Распрощавшись с этим античным героем, я и в кончины Сенеки и Сократа вникать не стал. Никакой властитель не приказывал брату выпить бокал цикуты, и ни в каком заговоре он, сколько мне известно, замешан не был. К тому же, он сразу прибег к яду, в отличие от Сенеки, – тот сперва вскрыл себе вены на руках, потом на ногах – все это в присутствии супруги, тоже готовой покончить с собой, – прежде чем решился улечься в горячую ванну, где, наконец, и испустил дух. Судьба не свела брата со злодеем и безумцем, тем паче такого пошиба, как Нерон, который послал бы его на добровольную смерть, никто не вручал ему высочайшего декрета, повелевающего адресату в точно назначенный день расстаться с жизнью. Не в такие мы живем времена, хоть иногда, в особо мрачные минуты, я и негодовал на наше государство, которое столь мало сделало, чтобы уберечь брата от гибельного шага. Однако я быстро одумался, поняв, сколь несправедливы мои попытки найти виновников его смерти, к тому же, если я верно понял рассуждения на сей счет философов, попытки эти принижают само его деяние, единственное, по утверждениям тех же философов, истинно свободное деяние, на какое способен человек. В конце концов, именно способность к самоубийству отличает человека от животного, ибо животное цепляется за жизнь при любых условиях, в самых мучительных и унизительных для себя обстоятельствах, какими бы ужасными они ни были. Другое дело человек, как вычитал я, он один способен сделать выбор между жизнью и смертью, определить целесообразность продолжения своего существования и принять соответствующее решение. Вот что я вычитал, одобрительно кивая над каждой фразой, ибо и для меня, современного человека, ничего нет выше, чем свобода воли.

Я захлопнул книгу, не чувствуя, однако, ни утешения, ни покоя: великий и мужественный акт свободной воли применительно к судьбе брата отдавал позерством и пошлостью, малодушной попыткой принарядить поражение в тогу геройства.
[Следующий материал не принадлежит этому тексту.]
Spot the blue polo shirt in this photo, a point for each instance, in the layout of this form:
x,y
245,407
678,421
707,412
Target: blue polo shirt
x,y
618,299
Впрочем, оставались еще жертвы любви, все эти отринутые и отвергнутые, чьи жизнеописания я уныло перелистывал. Ничего похожего на воодушевление и энтузиазм, с какими иные влюбленные хватались за пистолет или чуть ли не с воплем восторга кидались в пучины, я в поведении брата при всем желании припомнить не мог. Напротив, его поступок выглядел результатом холодного расчета, трезво подведенного жизненного баланса, и даже если допустить, что в последние месяцы он безумно страдал от несчастной любви, никаких следов безумства этой страсти в характере и способе его деяния не просматривалось. В нем не было никакого фанатизма, он не отшвырнул, не отринул от себя свою жизнь, а аккуратненько положил на место, как возвращают ключи от квартиры, из которой приходится съезжать, – пусть, быть может, и не без ностальгических воспоминаний о прожитых под этим кровом годах, но вполне осознавая, что сами ключи тебе уже не понадобятся.

Как же мне недоставало предсмертной записки, этих нескольких строк, которые раз и навсегда объяснили бы, почему, с какой стати он добровольно ушел из жизни! Это послание, так мне казалось, избавило бы меня от всех моих вопросов, и поскольку брат мне его не оставил, я взлелеял надежу найти хоть некоторые ответы в добросовестных свидетельствах врачей-невропатологов, собравших и систематизировавших отчеты о последних часах многих безвестных самоубийц. В них исследовались и предсмертные записки, эти последние приветы от навсегда уходящих миру живых.

Как, к примеру, от Мэри, гувернантки, которой только что исполнилось шестьдесят и она, тридцать лет проживши в Америке, впервые приехала навестить родной город. Через неделю она собиралась возвращаться, уже был куплен обратный билет на корабль, когда она написала: «Умоляю, простите мне все, что я всем вам причиняю. Телеграфируй П. и М., чтобы никто на корабль не садился. Мертвую меня в доме не держите, сразу же отправьте в морг или куда угодно. Обо мне не горюйте, я этого не стою. Господь да простит мне, у меня больше нет сил. До свидания на том свете. Пожалуйста, пошли госпоже М. то, что у меня в черной сумочке. Я на чердаке. Мэри».

Или вот коротенькая, без даты, записка некой безымянной парикмахерши, найденная у нее в комнате в ящике стола. Женщина, по свидетельству все тех же дотошных докторов, родилась в Вене и имела любовную связь с сотрудником, тоже парикмахером, на двенадцать лет ее моложе. И они вроде бы даже собирались пожениться, но часто ругались, как и в тот роковой вечер, когда женщина два раза заходила в комнату своего возлюбленного пожелать ему спокойной ночи. После чего застрелилась. Оставив возлюбленному сбивчивое послание: «Каждая женщина, с которой ты будешь нежен, а думать будешь только обо мне. Привет и последний поцелуй, М.».

Как резюмировали прилежные эскулапы, перед нами образчик примитивного, безграмотного стиля женщины явно необразованной. Ревность, обида и жажда мести явлены неприкрыто, больше того, они выражены, по сути, в форме проклятия, а лабильность характера обнаруживается в том, что за этим сразу же следуют изъявления нежности, и т. д., и т. п.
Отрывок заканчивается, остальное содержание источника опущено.